En 2013, La Cavalerie comptait un millier d’habitants (1 064 exactement). Depuis, et en un an seulement, la population a doublé : 715 légionnaires et 165 familles ont déjà rejoint le Larzac. Dans les semaines à venir, la barre du millier d’hommes sera allègrement franchie : 340 militaires supplémentaires vont débarquer, avec 80 familles dans leurs bagages. A terme, la 13e DBLE réunira 1 300 légionnaires. Un vrai raz-de-marée, dans une zone aussi peu peuplée que le Larzac.
Familles nombreuses
«C’est vrai, c’est énorme. Les chiffres annoncés au départ par l’armée étaient des chiffres planchers. Nous n’attendions pas autant de familles», reconnaît le colonel Jean-Michel Monbelli-Valloire. Cet officier commandait jadis le camp du Larzac. Aujourd’hui retraité, devenu adjoint au maire de La Cavalerie, il est le trait d’union entre les gradés et les collectivités, entre le jargon militaire des uns et les contraintes administratives des autres. Bref, il gère en mairie, au quotidien, tout ce qui touche à l’installation de la Légion. Une mission qui n’est pas de tout repos.

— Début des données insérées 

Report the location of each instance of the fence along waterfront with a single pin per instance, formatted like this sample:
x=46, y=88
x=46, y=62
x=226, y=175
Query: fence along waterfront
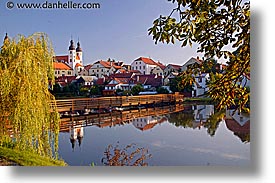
x=116, y=101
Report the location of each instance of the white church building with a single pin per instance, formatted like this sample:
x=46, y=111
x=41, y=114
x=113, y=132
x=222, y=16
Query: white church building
x=74, y=59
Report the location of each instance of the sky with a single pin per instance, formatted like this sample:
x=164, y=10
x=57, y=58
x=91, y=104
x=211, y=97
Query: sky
x=117, y=30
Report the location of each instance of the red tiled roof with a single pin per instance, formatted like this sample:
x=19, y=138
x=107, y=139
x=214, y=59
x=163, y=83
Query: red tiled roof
x=134, y=71
x=88, y=67
x=61, y=66
x=234, y=126
x=100, y=81
x=61, y=58
x=147, y=60
x=78, y=65
x=63, y=80
x=121, y=75
x=177, y=67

Car ce que les acteurs locaux n’avaient pas prévu, c’est la taille des familles de légionnaires venues s’installer ici - avec cinq, six, voire sept enfants. Résultat : les écoles de La Cavalerie sont pleines. «On a entamé l’extension d’une des écoles primaires, et on vient de créer une classe de maternelle. Mais on a un vrai problème d’accueil pour la petite enfance : la halte-garderie est saturée», raconte Jean-Michel Monbelli-Valloire, qui se souvient qu’«en décembre, 14 épouses de légionnaires étaient enceintes…»

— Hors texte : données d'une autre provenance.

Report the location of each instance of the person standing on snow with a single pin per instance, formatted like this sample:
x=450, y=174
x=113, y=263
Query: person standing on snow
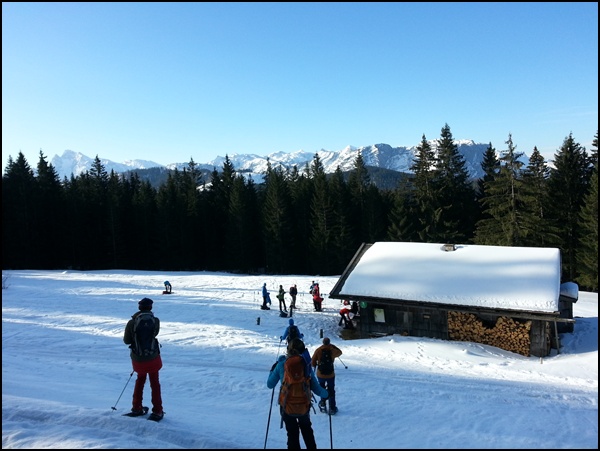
x=145, y=358
x=297, y=424
x=292, y=331
x=281, y=298
x=266, y=298
x=326, y=372
x=293, y=294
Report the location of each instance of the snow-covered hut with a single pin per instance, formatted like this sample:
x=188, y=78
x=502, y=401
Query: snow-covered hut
x=508, y=297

Loger tout ce petit monde est aussi devenu un casse-tête. Car si les légionnaires célibataires habitent dans le camp, les autres s’installent en ville. «Nous sommes confrontés à de gros problèmes, poursuit l’adjoint au maire. Quatre lotissements sont en cours de construction à La Cavalerie, soit une soixantaine de villas, et autant dans les villages alentour. Mais d’ici la fin des travaux, il faut trouver un toit à ceux qui arrivent.»

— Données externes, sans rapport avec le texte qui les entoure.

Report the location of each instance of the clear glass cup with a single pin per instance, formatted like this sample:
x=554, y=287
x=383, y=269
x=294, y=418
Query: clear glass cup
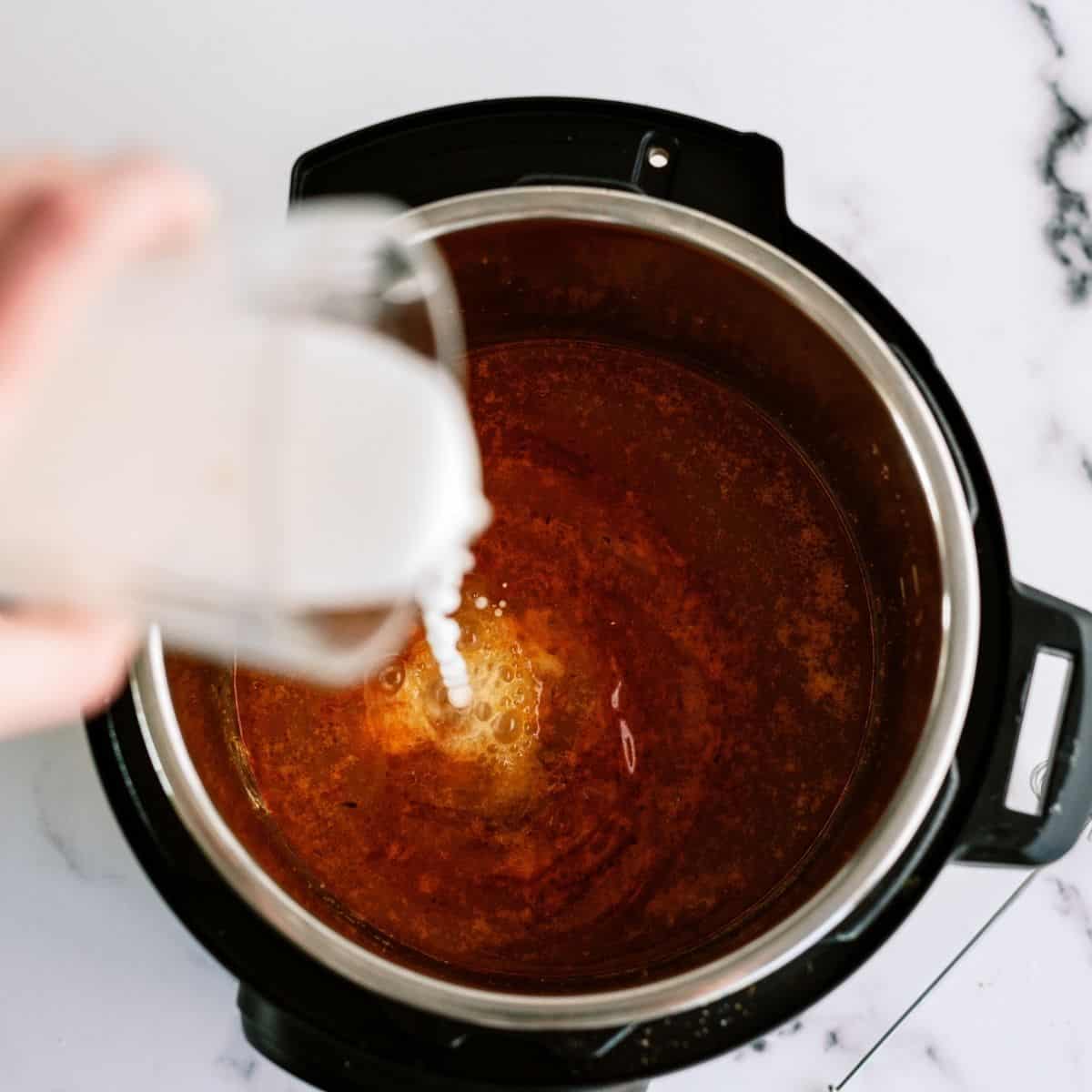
x=261, y=445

Les logements vacants ont subitement pris de la valeur. Des héritiers qui avaient délaissé leurs biens durant des années les ont retapés pour les remettre sur le marché. Un ancien hôtel, en vente depuis des lustres, a soudain trouvé preneur. Car les légionnaires ne font pas que louer : certains, notamment ceux en fin de carrière, comptent s’installer ici pour de bon. «Avant, au service urbanisme, on voyait passer quatre dossiers par mois, maintenant c’est quatre par jour», résume Jean-Michel Monbelli-Valloire. Une aubaine pour tout le monde. Quoi que…
Réunis à quelques kilomètres de La Cavalerie, des membres du collectif Gardem Lo Larzac ne décolèrent pas. Comme le relatait Libération en octobre 2015, la dizaine de paysans-militants formant le noyau dur de ce collectif s’est mobilisée dès l’annonce de la redensification (le terme officiel) du camp. Ces citoyens antimilitaristes dénoncent la présence pesante de la Légion, critiquent sa «dimension colonialiste», condamnent les tirs d’exercice intempestifs et les manœuvres en extérieur.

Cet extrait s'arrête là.